Ocnotherium Temporal range: Late Pleistocene PreꞒ Ꞓ O S D C P T J K Pg N

Scientific classification
- Kingdom: Animalia
- Phylum: Chordata
- Class: Mammalia
- Order: Pilosa
- Family: †Mylodontidae
- Subfamily: †Mylodontinae
- Genus: †Ocnotherium Lund, 1842
- Type species: Ocnotherium giganteum (Lund, 1839)

= Ocnotherium =

Extinct genus of ground sloth

Ocnotherium is an extinct genus of ground sloth known from the Late Pleistocene of Brazil, belonging to the family Mylodontidae, containing the species Ocnotherium giganteum.
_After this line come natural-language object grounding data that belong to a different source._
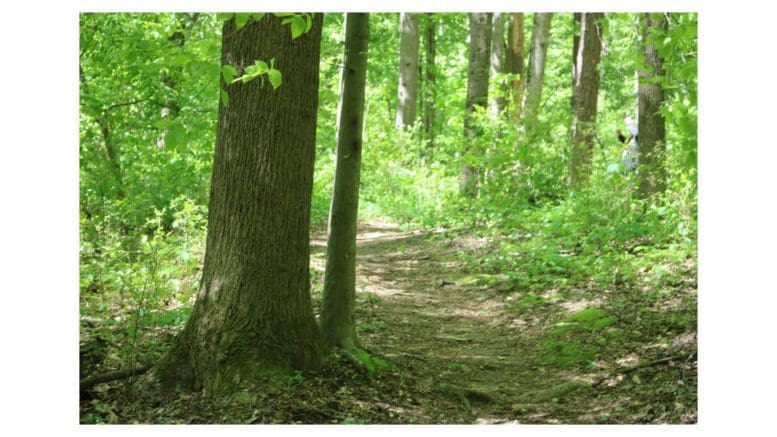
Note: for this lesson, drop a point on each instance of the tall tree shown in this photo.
(408, 70)
(498, 101)
(585, 90)
(539, 50)
(515, 61)
(430, 88)
(652, 127)
(253, 316)
(337, 311)
(477, 94)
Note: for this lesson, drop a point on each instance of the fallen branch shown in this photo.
(567, 387)
(642, 365)
(91, 381)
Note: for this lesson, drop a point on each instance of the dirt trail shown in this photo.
(417, 308)
(438, 323)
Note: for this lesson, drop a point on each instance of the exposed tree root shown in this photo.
(91, 381)
(577, 384)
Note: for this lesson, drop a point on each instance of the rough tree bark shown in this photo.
(652, 129)
(430, 90)
(536, 71)
(337, 311)
(408, 70)
(477, 94)
(498, 101)
(515, 61)
(253, 316)
(585, 90)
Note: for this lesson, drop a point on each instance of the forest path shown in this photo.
(420, 305)
(416, 307)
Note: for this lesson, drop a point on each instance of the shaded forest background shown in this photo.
(476, 211)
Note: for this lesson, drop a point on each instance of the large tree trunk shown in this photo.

It is a member of the subfamily Mylodontinae, but its relationship to other members of that subfamily are uncertain. It had osteoderms embedded within its skin, like some other mylodontids.

== Palaeobiology ==
O. giganteum was likely a mixed feeder, and may have been adapted to digging.

=== Palaeopathology ===
A number of O. giganteum individuals are known to exhibit pathologies, including Schmorl's node in the vertebrae, osteochondritis dissecans in the phalanges, and osteoarthritis in the humerus. Many specimens also exhibit spondyloarthropathy and calcium pyrophosphate deposition disease.